On the question of unemployment, which is one of the major issues in society, the Government must stand condemned. "Back to work with Labour" was what they promised in 1974. The Conservative Party need not think that its record on this issue is particularly good. The right hon. Member for Sidcup (Mr. Heath) said, in his party's manifesto for Scotland in 1970:
Too many Scots have left because life seems better elsewhere. I remember coming to Glasgow after the hurricane and seeing the hardship which Socialist delays and muddles brought to the people of Scotland. That was typical of the way the Socialists have treated Scotland.
By January 1971 unemployment had increased to 113,000. That was when the right hon. Member for Kilmarnock made his classic statement. By the time that the Tory Government fell in 1974, we had a three-day week, unlit streets and un-heated workplaces. We know the record of the Labour Party in government on this issue, yet it claims to be the party which protects working people.

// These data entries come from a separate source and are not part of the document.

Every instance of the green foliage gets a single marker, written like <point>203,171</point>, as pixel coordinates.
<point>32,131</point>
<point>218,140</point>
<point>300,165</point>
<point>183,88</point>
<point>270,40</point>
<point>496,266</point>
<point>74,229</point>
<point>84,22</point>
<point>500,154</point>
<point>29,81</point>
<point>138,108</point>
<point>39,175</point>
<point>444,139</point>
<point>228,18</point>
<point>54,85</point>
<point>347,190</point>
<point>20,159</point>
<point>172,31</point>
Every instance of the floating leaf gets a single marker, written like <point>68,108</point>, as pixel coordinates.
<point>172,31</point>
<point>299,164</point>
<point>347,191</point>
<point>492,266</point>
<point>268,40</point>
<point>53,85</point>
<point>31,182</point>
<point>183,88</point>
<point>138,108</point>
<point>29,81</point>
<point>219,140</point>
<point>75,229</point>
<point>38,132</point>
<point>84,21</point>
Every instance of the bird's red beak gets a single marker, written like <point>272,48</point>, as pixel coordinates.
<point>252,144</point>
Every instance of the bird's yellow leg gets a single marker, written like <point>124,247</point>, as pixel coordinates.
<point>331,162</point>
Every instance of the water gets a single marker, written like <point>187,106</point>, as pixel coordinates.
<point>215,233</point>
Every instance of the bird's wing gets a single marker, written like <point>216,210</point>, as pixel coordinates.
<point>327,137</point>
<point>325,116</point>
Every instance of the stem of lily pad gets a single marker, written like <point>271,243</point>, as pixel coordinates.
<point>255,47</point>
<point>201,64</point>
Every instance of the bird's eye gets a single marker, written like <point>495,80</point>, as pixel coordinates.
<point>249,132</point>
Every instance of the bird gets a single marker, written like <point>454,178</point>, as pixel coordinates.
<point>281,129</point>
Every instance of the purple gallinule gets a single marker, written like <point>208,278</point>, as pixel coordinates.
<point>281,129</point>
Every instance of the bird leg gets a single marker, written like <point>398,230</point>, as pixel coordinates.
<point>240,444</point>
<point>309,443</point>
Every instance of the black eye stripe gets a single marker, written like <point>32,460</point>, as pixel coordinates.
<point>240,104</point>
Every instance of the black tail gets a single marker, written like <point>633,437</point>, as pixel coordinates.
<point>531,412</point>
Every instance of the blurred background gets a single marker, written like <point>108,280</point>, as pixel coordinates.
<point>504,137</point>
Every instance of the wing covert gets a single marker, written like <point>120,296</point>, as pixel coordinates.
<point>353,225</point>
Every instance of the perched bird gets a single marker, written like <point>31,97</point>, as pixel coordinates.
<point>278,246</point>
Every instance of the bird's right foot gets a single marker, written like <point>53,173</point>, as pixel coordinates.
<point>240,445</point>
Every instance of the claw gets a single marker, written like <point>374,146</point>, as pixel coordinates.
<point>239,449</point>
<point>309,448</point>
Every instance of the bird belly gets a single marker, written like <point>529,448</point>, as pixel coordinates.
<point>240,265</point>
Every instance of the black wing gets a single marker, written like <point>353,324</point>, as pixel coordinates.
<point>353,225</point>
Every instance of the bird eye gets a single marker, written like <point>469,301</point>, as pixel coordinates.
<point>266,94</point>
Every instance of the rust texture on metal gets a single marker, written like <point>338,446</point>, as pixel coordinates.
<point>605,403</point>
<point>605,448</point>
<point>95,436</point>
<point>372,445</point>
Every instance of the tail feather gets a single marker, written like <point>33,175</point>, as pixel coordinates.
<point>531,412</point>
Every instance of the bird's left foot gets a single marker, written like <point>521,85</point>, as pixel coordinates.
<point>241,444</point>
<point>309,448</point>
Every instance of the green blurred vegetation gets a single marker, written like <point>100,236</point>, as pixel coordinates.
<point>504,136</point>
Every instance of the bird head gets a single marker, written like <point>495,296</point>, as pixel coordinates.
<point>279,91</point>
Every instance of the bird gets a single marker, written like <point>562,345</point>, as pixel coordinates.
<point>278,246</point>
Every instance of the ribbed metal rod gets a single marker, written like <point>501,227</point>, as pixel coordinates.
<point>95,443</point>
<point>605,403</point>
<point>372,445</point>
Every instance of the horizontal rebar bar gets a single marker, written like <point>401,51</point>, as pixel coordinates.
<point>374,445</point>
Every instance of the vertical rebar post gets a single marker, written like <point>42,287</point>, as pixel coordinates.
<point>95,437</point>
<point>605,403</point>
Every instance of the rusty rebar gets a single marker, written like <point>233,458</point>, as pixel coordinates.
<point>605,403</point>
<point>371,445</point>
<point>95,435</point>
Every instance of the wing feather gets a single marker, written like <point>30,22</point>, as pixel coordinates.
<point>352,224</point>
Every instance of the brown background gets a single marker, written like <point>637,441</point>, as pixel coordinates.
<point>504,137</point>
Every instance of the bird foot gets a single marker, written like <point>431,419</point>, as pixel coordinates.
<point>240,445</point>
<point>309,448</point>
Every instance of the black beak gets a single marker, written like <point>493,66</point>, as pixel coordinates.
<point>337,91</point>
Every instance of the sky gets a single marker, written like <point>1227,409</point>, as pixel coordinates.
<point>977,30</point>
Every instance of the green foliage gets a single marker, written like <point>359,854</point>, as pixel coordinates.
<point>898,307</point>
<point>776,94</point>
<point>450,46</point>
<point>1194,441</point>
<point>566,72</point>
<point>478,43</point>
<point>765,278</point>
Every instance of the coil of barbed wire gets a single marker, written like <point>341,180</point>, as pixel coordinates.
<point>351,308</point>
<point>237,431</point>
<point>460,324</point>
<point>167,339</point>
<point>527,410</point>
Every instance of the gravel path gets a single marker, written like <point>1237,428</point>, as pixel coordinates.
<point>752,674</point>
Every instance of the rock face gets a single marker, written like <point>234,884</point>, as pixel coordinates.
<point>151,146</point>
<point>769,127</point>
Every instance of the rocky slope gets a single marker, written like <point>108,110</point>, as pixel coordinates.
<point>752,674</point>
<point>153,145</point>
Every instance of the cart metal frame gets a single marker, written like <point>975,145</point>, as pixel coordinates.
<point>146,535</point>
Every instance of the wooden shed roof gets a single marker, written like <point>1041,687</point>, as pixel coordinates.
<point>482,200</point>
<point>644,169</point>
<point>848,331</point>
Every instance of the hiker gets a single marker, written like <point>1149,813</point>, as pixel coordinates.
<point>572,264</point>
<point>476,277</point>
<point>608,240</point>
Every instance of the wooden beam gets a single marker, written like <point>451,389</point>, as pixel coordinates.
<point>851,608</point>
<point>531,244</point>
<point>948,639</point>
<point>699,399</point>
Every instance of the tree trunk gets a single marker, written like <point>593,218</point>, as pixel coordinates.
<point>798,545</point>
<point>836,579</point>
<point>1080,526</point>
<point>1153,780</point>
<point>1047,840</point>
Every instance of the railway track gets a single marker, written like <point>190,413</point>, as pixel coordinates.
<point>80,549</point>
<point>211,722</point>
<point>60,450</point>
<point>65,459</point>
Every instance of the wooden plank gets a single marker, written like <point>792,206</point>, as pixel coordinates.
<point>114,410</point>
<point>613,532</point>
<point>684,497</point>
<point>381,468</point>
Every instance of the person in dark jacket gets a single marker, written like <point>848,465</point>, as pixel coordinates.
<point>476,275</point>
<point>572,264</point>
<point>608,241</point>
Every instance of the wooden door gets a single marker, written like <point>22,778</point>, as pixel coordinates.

The Scottish National Party has made several constructive suggestions in various debates in the House in an attempt to solve the unemployment problem. They have been rejected out of hand by the Government. The Secretary of State for Scotland refused categorically to give an answer to my hon. Friend the Member for Aberdeenshire, East (Mr. Henderson) when he challenged him on the effects of the Common Market on employment opportunities in Scotland. In the comparisons which the SNP makes with other small nations, we consider countrie swhich are not in the EEC and which manage their own resources for themselves.
Other suggestions we have made are that there should be a 10 per cent. flat rate on VAT and that small businesses should have a £15,000 annual turnover before VAT becomes applicable. We have also advocated an increased budget for the Scottish Development Agency.
Finally, and briefly—because, if the standards of today are anything to go by, I am sure that the Minister who is to close the debate will have many interesting suggestions to make to us, and I should not like to miss the opportunity of hearing yet more promises—I make passing reference to devolution.
On four occasions today during his opening speech the Secretary of State for Scotland refused to give way to my hon. Friend the Member for Clackmannan and East Stirlingshire (Mr. Reid), who wished to put a question to him on the Government's record on devolution. Since the Secretary of State refused to give way, I now put these questions to the Minister who is to reply to the debate.
If the Bill is on, in terms of devolution, why do the Government refuse to make it an issue of confidence? If, indeed, the Bill is on, why has work ceased on the High School in Edinburgh? Perhaps the refusal of the Government to give way to my hon. Friend is due to their poor record on this issue.
The Under-Secretary of State for Scotland, who is sitting on the Front Bench smiling, said on 30th January 1975:
It is wrong to say there has been a slippage. We are bang on target, and if anything we are ahead of schedule. I see nothing to suggest we will not publish the devolution Bill by the beginning of November.
In the same interview he stood by the timetable to have the Bill on the statute book in July 1976 and first elections to the Assembly by the end of 1976 or early 1977. He said that he would allow up to six months for the transfer of powers and that the Assembly could be in operation by mid-1977.
I could go through many other points, made by such people as the previous Lord President of the Council and the previous Prime Minister, but I come back to the Prime Minister whose salary we are seeking to reduce today.